On Dec. 6, 1989, a gunman entered L’Ecole Polytechnique in Montreal, segregating the female students from the male students and began firing at the female engineering students.

On that day, 14 young women lost their lives to violence. The event has become known as the Montreal Massacre and is symbolic of the fight to end violence against women. In 1991, Canada’s Parliament declared December 6 a National Day of Mourning and the National Day to End Violence Against Women.

Across the country December 6 is marked by vigils, discussions and other reflections on violence against women. 

Today, The Manitoba Federation of Labour hosted a luncheon at the Union Centre at noon in memory of the slain women and women slain in Manitoba over the past year.

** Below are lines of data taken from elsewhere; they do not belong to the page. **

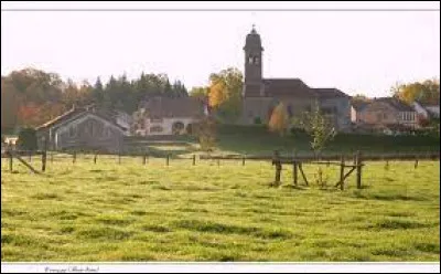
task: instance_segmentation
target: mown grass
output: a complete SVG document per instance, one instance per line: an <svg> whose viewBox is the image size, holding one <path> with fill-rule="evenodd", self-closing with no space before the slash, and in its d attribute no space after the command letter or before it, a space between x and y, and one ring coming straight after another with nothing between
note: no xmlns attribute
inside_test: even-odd
<svg viewBox="0 0 441 274"><path fill-rule="evenodd" d="M33 160L32 165L40 167ZM439 161L367 162L334 189L269 188L269 162L56 156L44 175L2 160L1 260L439 261Z"/></svg>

Canadian Labour Congress Secretary-Treasurer, Barb Byers spoke at the luncheon and reminded attendees about the importance of speaking out against violence and the #NOTokay social media campaign by YWCA Canada which asks why we treat violence against women lightly in our popular culture.

In Canada, one in two women over the age of 16 has experienced physical or sexual violence, and at least 67 per cent of Canadians say they know at least one woman who has experienced this type of abuse, according to research from the Canadian Women's Foundation. On average, as the campaign notes, a woman is killed every six days by an intimate partner.